Und siehe da: Als er nach den nächsten Runden zurückkehrt, lacht er fast schon wieder. Die über dem Team liegende Unruhe löst sich urplötzlich auf. Schumi ist im Nu aus dem Auto und ab zum Fitneßraum von Sponsor Technogym. Schon an der Tür empfängt ihn fröhliches Gebell. "Shiva" freut sich hörbar über Herrchens Besuch. Und wohl auch umgekehrt, denn der Champion hat meistens einen seiner fünf Malinois- Hunde beim Testen mit – als tierischen Familienersatz.

Nach nur fünf Minuten klopft Chris Dyer an. Keiner öffnet. Er ruft Schumi über Handy an. Die Arbeit wartet. "The keys say, we go 20 laps", erklärt Dyer.
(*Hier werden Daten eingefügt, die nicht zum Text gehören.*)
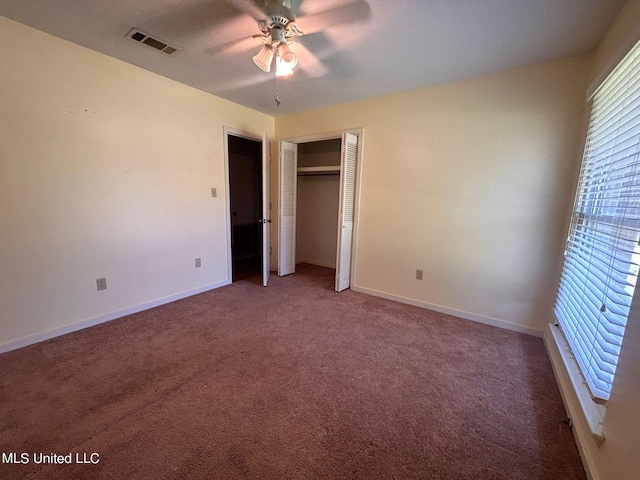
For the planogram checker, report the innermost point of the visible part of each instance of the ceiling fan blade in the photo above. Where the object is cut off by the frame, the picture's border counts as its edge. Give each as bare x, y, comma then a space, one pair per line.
249, 7
308, 62
240, 45
356, 11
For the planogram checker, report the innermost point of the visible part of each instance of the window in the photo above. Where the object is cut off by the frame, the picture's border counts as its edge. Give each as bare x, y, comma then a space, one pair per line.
603, 252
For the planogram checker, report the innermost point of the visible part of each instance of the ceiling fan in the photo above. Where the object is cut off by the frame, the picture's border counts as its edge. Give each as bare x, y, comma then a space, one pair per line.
278, 24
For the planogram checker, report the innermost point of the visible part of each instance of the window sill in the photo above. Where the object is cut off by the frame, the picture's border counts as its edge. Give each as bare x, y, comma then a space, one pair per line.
572, 385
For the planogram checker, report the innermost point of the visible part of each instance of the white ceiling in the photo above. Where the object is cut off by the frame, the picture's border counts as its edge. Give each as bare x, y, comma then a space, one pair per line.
375, 47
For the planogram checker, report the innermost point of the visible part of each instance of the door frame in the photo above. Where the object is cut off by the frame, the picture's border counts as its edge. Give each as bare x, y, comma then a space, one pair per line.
358, 132
249, 136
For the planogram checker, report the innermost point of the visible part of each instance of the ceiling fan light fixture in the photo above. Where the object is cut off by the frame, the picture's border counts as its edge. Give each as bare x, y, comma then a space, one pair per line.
284, 69
264, 58
285, 53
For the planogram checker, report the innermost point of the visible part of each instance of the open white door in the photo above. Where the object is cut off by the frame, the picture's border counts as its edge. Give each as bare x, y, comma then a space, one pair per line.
266, 211
287, 218
347, 207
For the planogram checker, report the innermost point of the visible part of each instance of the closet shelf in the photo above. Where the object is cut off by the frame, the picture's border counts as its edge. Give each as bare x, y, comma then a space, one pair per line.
324, 170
Die Chefs hätten 20 Runden verordnet. Schumi kommt, nickt und startet durch. Fährt nun exakt bis Testschluß um 17 Uhr. Nicht eine Minute verschenkt er. Auf dem Weg zum Teamzelt muß er sich einiger Fans erwehren. Als ein übereifriger ihm den Arm um die Schulter legt, bittet er mit krauser Stirn um Distanz. Wie er sie haßt, diese Tätschelei!

Das Jahr wird schwerer als alle anderen

Am nächsten Tag regnet es. Michael Schumacher tröstet sich: "Schade, aber wenn man bedenkt, daß die Konkurrenz in Silverstone im Schnee noch schlechter dran war, müssen wir zufrieden sein."
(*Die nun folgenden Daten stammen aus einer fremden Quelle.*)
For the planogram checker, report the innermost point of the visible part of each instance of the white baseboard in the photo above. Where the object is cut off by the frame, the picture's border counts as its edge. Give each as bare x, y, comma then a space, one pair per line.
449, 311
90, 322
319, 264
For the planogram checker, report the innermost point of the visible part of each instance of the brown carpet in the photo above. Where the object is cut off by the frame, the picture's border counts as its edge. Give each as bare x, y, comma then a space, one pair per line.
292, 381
Reifenmann Pifferi erzählt: "Er ist einfach so. Und immer zu allen freundlich, nie verzagt, immer bemüht." Ein Kollege verrät mit Blick auf den Kollegen Rubens Barrichello, der müde vorbeischlurft: "Der ist anders, dolce vita, capisci?" Süßes Leben, verstanden? Si, si, verstanden!

Nach einer umfassenden Problemanalyse am Abend drängt Bridgestone darauf, das neue Ferrari-Modell vor dem geplanten Termin am 8. Mai (GP Spanien) einzusetzen. Es mache wenig Sinn, fürs alte weiter ständig neue Reifen zu bauen.

19 Uhr, es ist dunkel geworden. Nach der Tagesbesprechung absolviert der Champion noch eine Trainingsstunde. Joggen für Herz und Kreislauf auf dem Laufband, dann aufs Fahrrad-Ergometer. Danach gemeinsames Abendessen, das ist Ritual bei der Scuderia. Gegen 21 Uhr zurück ins Hotel. Dort erlischt nach ausgiebiger Massage sehr früh das Licht in Michael Schumachers Zimmer. Er weiß: "Dieses Jahr wird schwerer als all die Jahre zuvor."

"Shiva" liegt vor seinem Bett. Vergeblich hat sie auf mehr Toben gehofft. Aber Herrchen braucht Schlaf. Die Saison wird hart.